I initially thought Gen Z (youth born 1995 and later) would be the hot victims aboard this self-glamourizing and socially-isolating train.

We are all caught up in it - our parents especially, who are lacking more and more in the social hosting department and trying ever so slowly to assimilate themselves by watching videos, looking at endless photo posts from across the globe, and taking selfies with goofy filters. 

Image: Mashable

Image: Mashable

This is by far not a protesting cry, but a gentle foot being put down - it is our collective responsibility to pick up after ourselves. I try to catch myself all the time, when I casually want to exit from a social gathering and peer down at my phone at the endless notifications that are not even directed towards me. Your physical life does not get any better or worse by fulfilling the need to know, to check, to bury your own worries behind someone else's fairytale projection.

Has this become the norm? The minute someone does not carefully craft something that you want to hear (IRL), you begin staring at your phone, hoping for that hot minute that something (right then and there) is going to save you and your attention span.

I often get anxiety meeting people for the first time, assuming that they will constantly be checking their phones every 10 minutes between our physical interaction - it is mildly interesting that there is value finding individuals who mindfully put away their phones, place their notifications on silent, and are incredibly engaged in your present conversation. Rarity that is highly overvalued - and this shouldn't be the case. 

This should be the norm

Image: Pinterest

I do not deny my own preference and personal use of social media channels (updating Instagram stories when I can) as the social acceptance of usage is fairly high. Lately, I have witnessed a number of networking events where the main mode of congregating people together and engaging in a 'team-bonding' effect is through the use of our phones and social media.
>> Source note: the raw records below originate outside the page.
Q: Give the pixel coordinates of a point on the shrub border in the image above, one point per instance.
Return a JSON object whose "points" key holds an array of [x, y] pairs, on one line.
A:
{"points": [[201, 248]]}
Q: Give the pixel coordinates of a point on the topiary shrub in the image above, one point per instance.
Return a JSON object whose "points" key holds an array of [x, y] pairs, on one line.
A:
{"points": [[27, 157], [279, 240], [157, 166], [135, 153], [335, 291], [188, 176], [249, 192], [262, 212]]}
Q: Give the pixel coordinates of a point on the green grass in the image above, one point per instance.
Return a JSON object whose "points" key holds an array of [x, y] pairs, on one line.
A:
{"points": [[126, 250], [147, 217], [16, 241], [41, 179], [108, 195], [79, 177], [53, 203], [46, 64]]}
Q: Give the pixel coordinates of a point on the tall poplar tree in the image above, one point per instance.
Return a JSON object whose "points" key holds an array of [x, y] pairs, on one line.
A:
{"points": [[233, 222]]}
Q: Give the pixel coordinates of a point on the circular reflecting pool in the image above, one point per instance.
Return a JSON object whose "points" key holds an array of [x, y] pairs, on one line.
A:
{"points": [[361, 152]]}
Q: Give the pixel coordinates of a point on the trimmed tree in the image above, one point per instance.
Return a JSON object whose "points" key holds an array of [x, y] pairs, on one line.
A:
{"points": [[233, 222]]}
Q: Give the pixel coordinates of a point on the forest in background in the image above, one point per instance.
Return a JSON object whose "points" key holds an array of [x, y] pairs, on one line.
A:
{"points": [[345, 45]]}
For something that is so transient and lost in 24 hours, wouldn't you want to create an experience that is more deeply personal - one that you can take with you after you leave the event?

 

 

Of course, that isn’t to say that social media channels doesn’t have its perks - it easier to brand ourselves and change our brand identities through our social media channels and ask people to follow us than to hand out business cards where the information may have already expired or be lost in coat pockets and wallets. 
I think we are more and more afraid of admitting how common and prevalent our social anxieties are.

Perhaps if we could become a little bit more present, a little bit less ignorant, a little less dependent on these devices, we could spend a little bit more energy really being able to genuinely connect, look each other in the eye, reach out with a greater open-mindedness, and notice what all our commonalities are as opposed to thinking we need to be better and greater than all those that we surround ourselves with. 

Image: Julia Hilao

Image: Julia Hilao

So on my end...

I am making an active recovery as a former social media addict, to reach out to people through personal calls, meet-ups and uninterrupted social interactions to overwrite my feeling of insufficiency and assumption that people can see all of my accomplishments, vulnerabilities, and life decisions through my social media channels. The reality is, our feeds are way too saturated with stuff, as much as we would 'double-tap' or acknowledge 'watching' a story - the likelihood of something staying in our mind's attention will probably disintegrate in the course of 10 minutes. 

And for those of my friends and colleagues who keep a fair distance with social, I applaud you and only wish you the calmest of sanity to keep it up - because gosh knows the game of becoming socially involved is becoming ever more inclusive and only until you jump onto the bandwagon will you really know what the hullaballoo is on everyone's minds.